Iseethemthroughthe playground fence on my way to Murphy's.

Theo's on the climbing structure, going up something that's at the limit of what a four-year-old should be attempting. Hallie is below him with her hands up. He's not listening to whatever she's saying. She knows he's not listening. She keeps her hands up anyway.

He makes it to the top. Looks out over the playground like he's just summited something. She drops her hands and laughs, and I stop walking.

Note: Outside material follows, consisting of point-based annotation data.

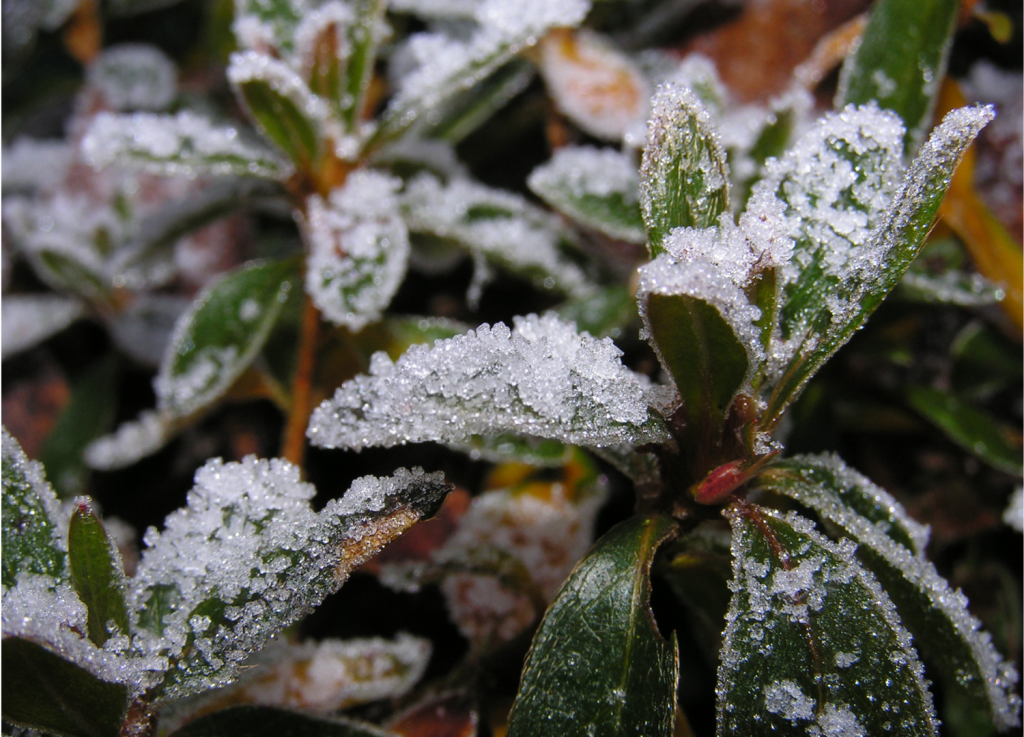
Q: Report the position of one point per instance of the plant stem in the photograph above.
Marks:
(293, 443)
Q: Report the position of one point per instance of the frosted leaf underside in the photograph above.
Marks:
(358, 249)
(812, 644)
(542, 378)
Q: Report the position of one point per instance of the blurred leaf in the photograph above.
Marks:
(684, 178)
(269, 722)
(700, 350)
(809, 634)
(598, 664)
(973, 430)
(900, 60)
(32, 542)
(596, 187)
(96, 573)
(217, 339)
(44, 691)
(947, 634)
(88, 415)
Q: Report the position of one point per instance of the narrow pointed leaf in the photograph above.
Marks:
(873, 268)
(358, 249)
(284, 107)
(937, 615)
(900, 60)
(598, 664)
(700, 350)
(684, 178)
(809, 634)
(270, 722)
(541, 379)
(33, 544)
(970, 428)
(216, 340)
(43, 691)
(597, 187)
(248, 556)
(96, 573)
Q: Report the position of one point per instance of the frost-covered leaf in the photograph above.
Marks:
(446, 66)
(321, 677)
(29, 319)
(218, 338)
(96, 573)
(282, 104)
(969, 427)
(358, 249)
(900, 60)
(937, 615)
(497, 225)
(856, 232)
(248, 556)
(684, 178)
(598, 664)
(467, 111)
(44, 691)
(594, 84)
(88, 415)
(133, 77)
(183, 143)
(541, 379)
(597, 187)
(269, 722)
(33, 543)
(809, 634)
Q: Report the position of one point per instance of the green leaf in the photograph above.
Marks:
(96, 573)
(598, 664)
(281, 103)
(975, 431)
(270, 722)
(248, 557)
(596, 187)
(469, 110)
(812, 641)
(699, 349)
(216, 340)
(89, 414)
(828, 305)
(684, 178)
(33, 544)
(937, 616)
(180, 144)
(45, 692)
(900, 60)
(363, 36)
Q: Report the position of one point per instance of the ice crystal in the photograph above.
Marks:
(501, 226)
(541, 379)
(184, 143)
(358, 249)
(132, 77)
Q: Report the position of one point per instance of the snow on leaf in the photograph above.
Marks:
(542, 378)
(248, 556)
(29, 319)
(594, 84)
(445, 66)
(132, 77)
(597, 187)
(937, 615)
(497, 225)
(358, 249)
(801, 606)
(183, 143)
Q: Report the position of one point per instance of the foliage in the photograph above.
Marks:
(772, 231)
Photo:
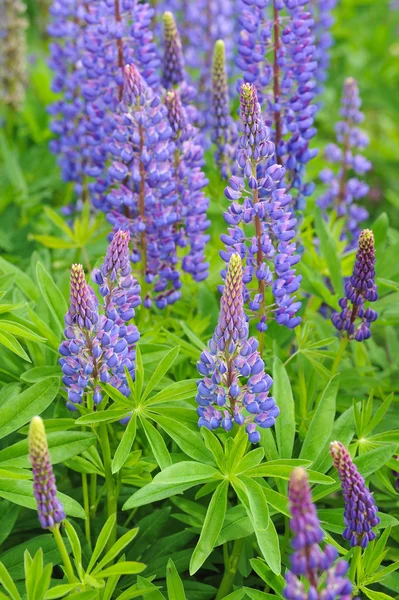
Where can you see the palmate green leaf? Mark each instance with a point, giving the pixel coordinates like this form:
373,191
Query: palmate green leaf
173,480
54,299
173,583
62,444
211,529
321,425
160,371
285,424
33,401
125,445
157,444
21,493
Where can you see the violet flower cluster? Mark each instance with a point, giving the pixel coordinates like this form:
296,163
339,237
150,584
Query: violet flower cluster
49,508
100,342
234,387
277,55
192,204
13,75
354,318
343,190
258,201
224,130
360,514
308,561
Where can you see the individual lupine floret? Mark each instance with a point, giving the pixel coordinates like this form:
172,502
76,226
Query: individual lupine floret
13,75
270,254
276,53
139,195
224,130
360,514
343,190
192,204
49,508
173,62
69,117
100,344
223,397
308,560
354,318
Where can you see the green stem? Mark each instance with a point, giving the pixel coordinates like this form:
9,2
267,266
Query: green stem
341,350
64,554
112,500
229,574
86,504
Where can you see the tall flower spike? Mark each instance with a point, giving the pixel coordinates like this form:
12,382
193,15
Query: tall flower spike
360,514
224,131
269,254
354,318
100,343
173,62
141,196
232,357
343,190
192,204
13,77
308,560
276,53
49,508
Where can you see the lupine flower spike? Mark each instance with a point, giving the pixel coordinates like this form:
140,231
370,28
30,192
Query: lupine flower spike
354,318
13,76
100,343
360,514
234,387
345,190
270,254
308,561
49,508
224,130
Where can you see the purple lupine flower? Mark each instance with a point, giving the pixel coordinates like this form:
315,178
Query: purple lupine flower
308,560
100,343
141,195
13,71
49,508
270,254
323,21
222,396
224,130
354,318
344,190
74,141
192,204
360,514
277,55
173,62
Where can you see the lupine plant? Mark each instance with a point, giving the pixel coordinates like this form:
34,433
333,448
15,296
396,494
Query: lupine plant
197,399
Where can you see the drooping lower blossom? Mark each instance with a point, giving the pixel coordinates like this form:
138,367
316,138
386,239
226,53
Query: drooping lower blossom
234,387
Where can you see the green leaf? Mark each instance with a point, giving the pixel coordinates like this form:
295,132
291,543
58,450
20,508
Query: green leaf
321,425
174,583
160,371
211,529
329,252
125,445
285,424
62,444
19,410
54,299
157,444
101,541
21,493
121,568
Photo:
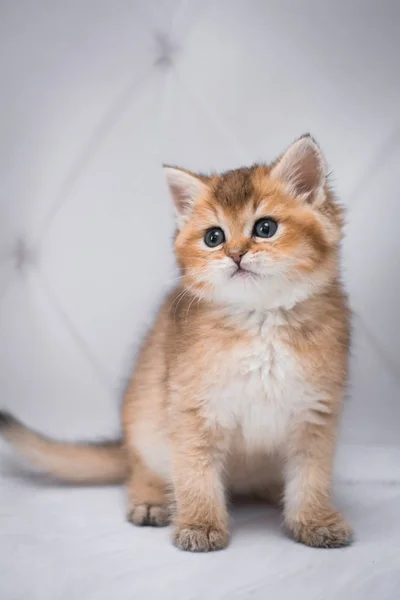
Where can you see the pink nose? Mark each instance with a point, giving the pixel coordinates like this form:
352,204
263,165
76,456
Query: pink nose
237,256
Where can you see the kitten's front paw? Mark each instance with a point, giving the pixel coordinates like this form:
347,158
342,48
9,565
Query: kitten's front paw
331,531
200,538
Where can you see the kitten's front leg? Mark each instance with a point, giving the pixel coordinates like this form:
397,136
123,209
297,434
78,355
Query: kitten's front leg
308,508
201,520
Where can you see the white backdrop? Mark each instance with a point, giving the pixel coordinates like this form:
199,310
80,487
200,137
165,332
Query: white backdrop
95,96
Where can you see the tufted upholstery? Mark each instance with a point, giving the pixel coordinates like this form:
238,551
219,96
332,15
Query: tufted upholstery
95,95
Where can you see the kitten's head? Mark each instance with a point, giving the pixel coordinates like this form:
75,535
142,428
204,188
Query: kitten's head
258,237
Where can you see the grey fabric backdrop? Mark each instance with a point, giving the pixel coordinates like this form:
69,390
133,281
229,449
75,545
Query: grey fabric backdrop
95,95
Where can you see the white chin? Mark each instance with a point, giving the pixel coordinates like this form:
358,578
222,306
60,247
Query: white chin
260,293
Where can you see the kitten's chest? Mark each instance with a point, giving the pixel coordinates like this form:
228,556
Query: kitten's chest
261,389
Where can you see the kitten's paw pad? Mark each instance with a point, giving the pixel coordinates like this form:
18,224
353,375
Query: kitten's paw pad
149,515
200,539
330,532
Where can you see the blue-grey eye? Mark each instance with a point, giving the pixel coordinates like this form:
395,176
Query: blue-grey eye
265,227
214,237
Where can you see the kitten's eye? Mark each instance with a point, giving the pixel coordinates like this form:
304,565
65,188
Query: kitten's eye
265,227
214,237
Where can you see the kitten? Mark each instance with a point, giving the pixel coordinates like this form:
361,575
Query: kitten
239,385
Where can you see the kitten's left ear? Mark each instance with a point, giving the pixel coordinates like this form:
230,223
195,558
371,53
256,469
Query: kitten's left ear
302,169
185,189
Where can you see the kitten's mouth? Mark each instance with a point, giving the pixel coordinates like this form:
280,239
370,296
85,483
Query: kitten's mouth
243,273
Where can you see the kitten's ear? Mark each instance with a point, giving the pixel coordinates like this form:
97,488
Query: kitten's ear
185,189
302,169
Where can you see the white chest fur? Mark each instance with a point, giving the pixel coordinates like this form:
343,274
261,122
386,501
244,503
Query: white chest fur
260,390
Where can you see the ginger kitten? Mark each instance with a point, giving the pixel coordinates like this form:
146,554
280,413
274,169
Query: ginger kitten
239,385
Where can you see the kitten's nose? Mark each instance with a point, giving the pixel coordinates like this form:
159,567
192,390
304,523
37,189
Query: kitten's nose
237,256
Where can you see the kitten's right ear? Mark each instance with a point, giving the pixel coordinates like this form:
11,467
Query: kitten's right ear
185,189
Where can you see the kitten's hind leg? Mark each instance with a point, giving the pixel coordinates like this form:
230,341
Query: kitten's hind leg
147,497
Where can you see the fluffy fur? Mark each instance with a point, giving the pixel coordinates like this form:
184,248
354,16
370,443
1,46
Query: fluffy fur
239,385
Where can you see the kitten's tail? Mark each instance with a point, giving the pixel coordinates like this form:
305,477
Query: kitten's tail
74,463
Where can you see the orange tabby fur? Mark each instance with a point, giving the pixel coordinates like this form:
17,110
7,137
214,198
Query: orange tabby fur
239,385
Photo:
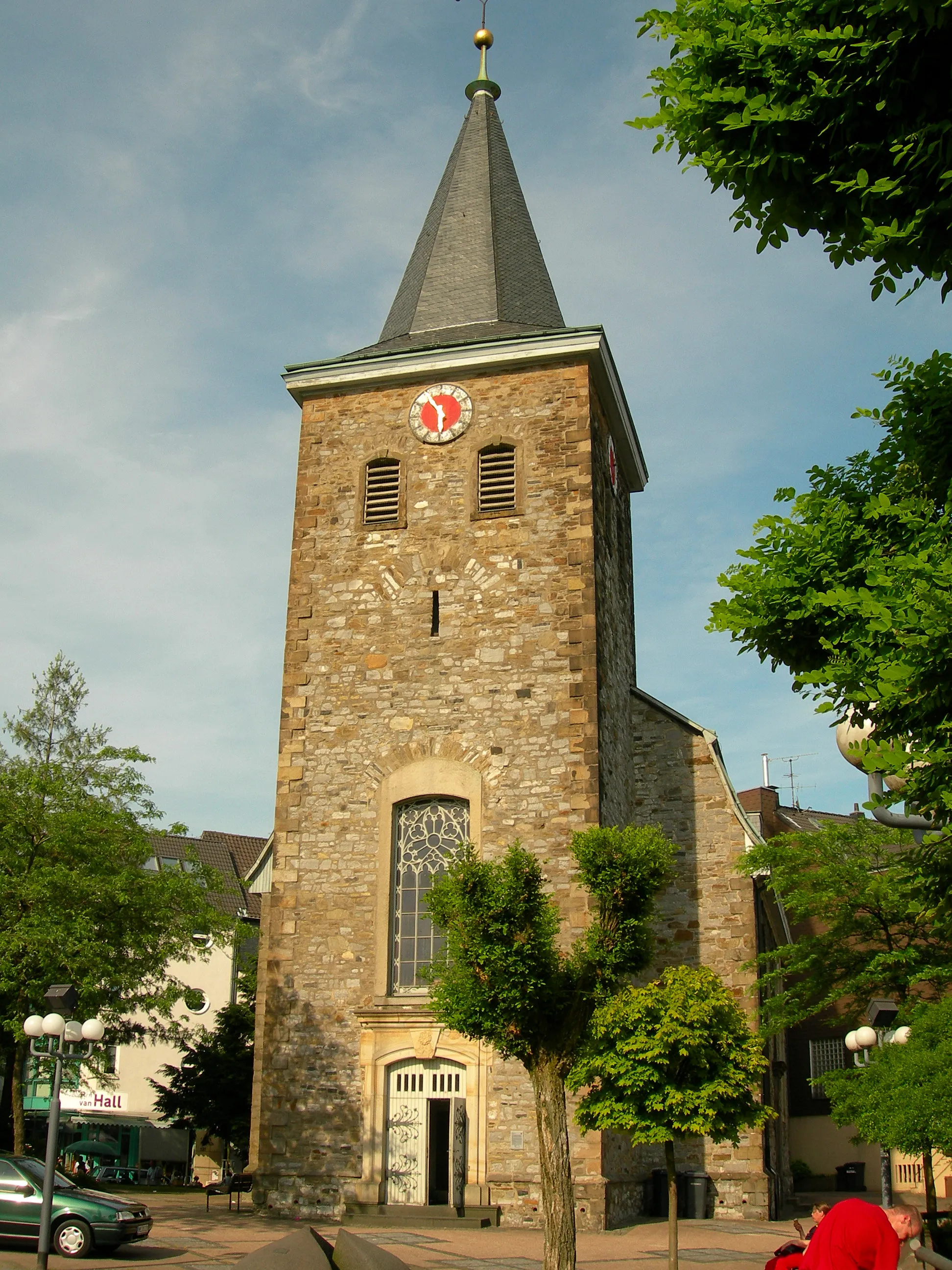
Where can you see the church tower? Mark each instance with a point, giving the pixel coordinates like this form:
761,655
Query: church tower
460,666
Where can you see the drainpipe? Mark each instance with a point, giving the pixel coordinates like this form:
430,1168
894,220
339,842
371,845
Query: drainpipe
919,825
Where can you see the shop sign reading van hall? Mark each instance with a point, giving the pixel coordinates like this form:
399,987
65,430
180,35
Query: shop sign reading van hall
95,1100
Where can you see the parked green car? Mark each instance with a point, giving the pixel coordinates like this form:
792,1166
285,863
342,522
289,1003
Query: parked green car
83,1220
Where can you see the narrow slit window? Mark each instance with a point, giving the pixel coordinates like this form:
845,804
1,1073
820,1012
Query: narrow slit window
497,479
381,492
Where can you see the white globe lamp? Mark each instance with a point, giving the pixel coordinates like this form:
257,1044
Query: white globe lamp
851,736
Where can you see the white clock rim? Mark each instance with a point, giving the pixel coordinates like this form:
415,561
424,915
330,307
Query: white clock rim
422,432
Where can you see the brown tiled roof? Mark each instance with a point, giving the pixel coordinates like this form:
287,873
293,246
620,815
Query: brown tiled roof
808,821
230,854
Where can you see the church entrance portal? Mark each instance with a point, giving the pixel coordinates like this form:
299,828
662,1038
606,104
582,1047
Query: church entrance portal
426,1132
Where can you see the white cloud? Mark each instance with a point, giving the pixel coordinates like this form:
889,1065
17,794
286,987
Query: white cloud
193,195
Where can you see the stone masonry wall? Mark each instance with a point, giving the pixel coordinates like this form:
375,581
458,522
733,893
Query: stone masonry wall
508,686
708,917
530,684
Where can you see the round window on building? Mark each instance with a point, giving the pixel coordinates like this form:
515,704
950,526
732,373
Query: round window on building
196,1001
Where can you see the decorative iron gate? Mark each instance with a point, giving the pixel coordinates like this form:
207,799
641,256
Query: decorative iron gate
412,1085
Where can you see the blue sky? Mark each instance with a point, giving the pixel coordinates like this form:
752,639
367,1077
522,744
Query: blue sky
196,192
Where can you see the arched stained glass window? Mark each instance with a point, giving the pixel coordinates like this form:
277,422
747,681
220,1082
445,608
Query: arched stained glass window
427,833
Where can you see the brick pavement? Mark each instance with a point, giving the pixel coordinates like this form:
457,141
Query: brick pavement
183,1235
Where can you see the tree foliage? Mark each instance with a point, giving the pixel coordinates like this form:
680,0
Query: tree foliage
862,925
852,588
211,1089
673,1060
505,978
818,115
76,904
904,1098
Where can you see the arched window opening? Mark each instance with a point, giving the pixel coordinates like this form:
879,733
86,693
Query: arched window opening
381,492
497,479
427,835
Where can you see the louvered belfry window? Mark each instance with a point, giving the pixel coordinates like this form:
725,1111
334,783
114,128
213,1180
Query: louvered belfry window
497,479
381,492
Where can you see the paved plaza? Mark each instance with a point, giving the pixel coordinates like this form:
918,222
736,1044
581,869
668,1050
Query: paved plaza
186,1236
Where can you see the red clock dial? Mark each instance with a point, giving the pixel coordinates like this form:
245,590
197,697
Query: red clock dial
441,413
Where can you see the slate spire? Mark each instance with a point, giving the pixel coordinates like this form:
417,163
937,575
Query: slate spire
477,269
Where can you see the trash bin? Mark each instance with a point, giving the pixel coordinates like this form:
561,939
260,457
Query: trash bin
851,1176
696,1188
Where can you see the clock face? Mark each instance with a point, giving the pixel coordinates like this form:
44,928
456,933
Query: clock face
441,413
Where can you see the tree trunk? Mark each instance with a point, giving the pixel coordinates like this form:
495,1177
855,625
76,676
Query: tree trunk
9,1058
932,1216
20,1058
672,1207
558,1196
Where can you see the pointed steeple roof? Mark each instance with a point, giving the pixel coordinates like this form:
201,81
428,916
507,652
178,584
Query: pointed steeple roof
477,269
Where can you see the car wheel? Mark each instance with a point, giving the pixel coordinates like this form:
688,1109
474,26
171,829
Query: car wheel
73,1239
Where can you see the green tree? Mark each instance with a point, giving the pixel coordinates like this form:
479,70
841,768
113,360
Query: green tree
852,588
211,1090
76,904
862,925
904,1098
670,1061
505,981
818,115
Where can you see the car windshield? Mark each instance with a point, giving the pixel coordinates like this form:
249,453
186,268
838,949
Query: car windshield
35,1170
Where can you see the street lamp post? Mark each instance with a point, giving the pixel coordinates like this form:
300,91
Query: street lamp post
55,1037
862,1041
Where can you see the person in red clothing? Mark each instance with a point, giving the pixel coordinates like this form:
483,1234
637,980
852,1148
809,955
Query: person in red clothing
860,1236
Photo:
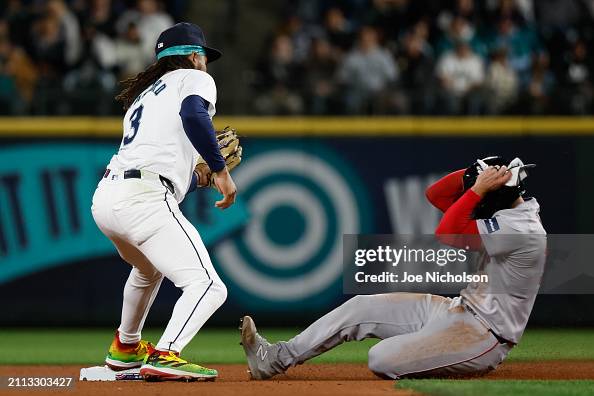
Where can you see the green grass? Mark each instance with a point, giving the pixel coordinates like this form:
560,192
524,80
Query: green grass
88,346
498,388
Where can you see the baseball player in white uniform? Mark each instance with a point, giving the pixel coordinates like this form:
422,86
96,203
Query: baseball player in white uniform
427,335
167,125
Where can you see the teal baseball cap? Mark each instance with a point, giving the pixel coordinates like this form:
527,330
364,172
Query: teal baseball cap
184,38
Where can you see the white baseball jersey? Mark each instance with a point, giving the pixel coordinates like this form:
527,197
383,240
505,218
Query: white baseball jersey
515,243
154,137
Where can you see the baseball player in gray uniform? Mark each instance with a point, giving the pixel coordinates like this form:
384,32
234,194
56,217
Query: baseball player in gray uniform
424,335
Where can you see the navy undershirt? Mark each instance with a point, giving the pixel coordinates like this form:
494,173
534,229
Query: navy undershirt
199,129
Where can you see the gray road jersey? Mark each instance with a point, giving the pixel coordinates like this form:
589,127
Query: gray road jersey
514,258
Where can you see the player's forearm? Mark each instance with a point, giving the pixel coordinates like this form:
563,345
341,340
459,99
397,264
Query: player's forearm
458,218
199,129
444,192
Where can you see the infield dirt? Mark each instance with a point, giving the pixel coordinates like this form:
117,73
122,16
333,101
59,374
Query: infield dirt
327,379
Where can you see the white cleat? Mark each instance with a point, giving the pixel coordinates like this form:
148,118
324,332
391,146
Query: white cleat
258,351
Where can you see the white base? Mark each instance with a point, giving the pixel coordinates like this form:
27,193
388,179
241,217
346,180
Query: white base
104,373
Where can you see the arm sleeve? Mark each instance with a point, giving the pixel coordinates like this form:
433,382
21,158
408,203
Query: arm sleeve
457,227
200,83
199,129
444,192
500,237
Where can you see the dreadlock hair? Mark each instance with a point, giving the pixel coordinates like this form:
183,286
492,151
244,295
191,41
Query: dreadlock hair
134,86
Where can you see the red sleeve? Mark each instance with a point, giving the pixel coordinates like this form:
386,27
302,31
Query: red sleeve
457,220
444,192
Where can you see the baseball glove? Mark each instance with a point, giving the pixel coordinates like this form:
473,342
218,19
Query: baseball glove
230,150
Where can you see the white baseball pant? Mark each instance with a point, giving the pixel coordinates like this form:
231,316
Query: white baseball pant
142,219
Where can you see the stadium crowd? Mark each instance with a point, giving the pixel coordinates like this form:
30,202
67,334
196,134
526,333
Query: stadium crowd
450,57
429,57
60,58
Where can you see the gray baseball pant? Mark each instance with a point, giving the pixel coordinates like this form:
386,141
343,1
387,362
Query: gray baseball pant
422,335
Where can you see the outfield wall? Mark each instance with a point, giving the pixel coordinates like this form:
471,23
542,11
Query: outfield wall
303,183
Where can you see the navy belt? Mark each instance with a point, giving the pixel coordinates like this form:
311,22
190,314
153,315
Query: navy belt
136,174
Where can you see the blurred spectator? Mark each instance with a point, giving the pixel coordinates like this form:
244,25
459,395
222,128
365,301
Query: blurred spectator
536,95
464,9
17,76
390,17
151,21
321,87
339,30
367,71
128,53
57,55
461,74
416,70
100,16
69,30
91,85
49,47
577,79
280,77
521,43
300,35
460,30
501,84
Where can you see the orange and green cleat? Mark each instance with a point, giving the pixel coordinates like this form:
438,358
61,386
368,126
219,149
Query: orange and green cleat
168,366
125,356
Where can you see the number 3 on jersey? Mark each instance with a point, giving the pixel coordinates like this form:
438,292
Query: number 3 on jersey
134,124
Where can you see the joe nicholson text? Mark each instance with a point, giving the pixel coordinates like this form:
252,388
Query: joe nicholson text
427,277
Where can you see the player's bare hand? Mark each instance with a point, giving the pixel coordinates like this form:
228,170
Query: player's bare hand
203,172
491,179
226,186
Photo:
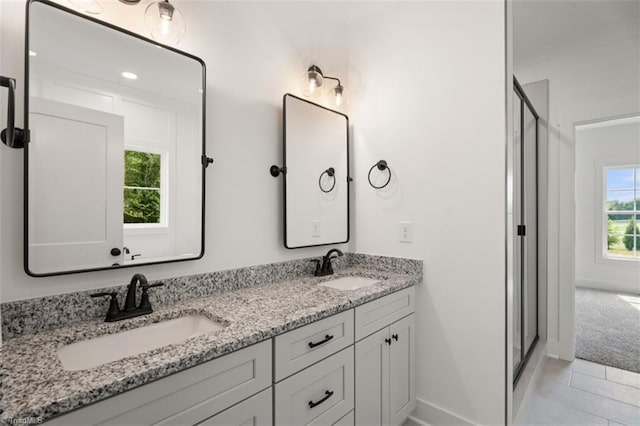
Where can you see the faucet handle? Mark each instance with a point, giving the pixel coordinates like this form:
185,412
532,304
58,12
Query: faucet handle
144,299
317,273
145,286
114,309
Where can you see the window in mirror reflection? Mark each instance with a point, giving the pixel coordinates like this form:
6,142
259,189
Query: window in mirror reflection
143,195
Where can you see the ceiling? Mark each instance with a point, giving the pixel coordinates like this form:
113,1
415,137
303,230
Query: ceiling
538,23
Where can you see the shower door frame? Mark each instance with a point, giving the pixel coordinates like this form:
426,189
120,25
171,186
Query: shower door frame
525,356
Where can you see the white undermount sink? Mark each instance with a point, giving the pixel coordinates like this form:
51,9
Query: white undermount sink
350,283
112,347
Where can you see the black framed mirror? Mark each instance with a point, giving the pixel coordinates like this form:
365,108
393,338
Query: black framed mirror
115,164
316,179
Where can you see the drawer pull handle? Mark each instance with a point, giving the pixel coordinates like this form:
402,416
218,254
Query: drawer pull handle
323,341
327,394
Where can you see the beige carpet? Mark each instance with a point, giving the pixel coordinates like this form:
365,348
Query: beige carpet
608,328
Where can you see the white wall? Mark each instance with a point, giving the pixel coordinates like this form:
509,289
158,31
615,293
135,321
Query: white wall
591,77
427,84
255,52
598,145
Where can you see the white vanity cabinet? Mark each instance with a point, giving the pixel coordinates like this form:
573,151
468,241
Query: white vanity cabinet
385,360
255,411
353,368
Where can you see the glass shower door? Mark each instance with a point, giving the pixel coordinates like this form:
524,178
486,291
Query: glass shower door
525,230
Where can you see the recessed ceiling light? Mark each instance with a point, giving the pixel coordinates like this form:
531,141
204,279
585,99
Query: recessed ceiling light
129,75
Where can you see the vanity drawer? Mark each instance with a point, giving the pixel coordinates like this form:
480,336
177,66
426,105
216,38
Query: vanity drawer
379,313
187,397
255,411
348,420
320,395
306,345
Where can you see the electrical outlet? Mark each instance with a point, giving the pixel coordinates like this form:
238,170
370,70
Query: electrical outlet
405,232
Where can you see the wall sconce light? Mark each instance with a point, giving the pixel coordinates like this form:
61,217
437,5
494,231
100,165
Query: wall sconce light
87,6
313,80
165,22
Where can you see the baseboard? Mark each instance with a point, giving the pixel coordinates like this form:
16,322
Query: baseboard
426,414
553,349
412,421
632,288
529,383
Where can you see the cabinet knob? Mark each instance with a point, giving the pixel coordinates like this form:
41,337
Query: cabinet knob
327,394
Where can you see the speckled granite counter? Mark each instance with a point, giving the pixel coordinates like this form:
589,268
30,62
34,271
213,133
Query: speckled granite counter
36,385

Then he comes down and his foot slips on the last rung.

He doesn't fall far. Knee catches the edge, he drops the last foot to the ground, and he's already looking at his knee by the time I'm through the gate.

Hallie gets there a half-second after me. She's moving, but something in her is fighting the moving, some override, and I'm already crouched down.

"Let me see."

He holds out his knee. Scrape, not deep, bleeding a little. He looks at it, then at me, his cheeks are red and his eyes are welling with tears.

“You’re ok, bud.” I pull the kit from my jacket — I've carried one since I was twenty-two — and open it up. "There's going to be about three seconds of sting. Count with me."

He nods bravely.

We count. I clean the scrape on one, the antiseptic on two, the bandage going on by three. He flinches on two but holds still.

"Done," I tell him.

Hallie lets out a breath behind me, and drops to her knees, hugging her son.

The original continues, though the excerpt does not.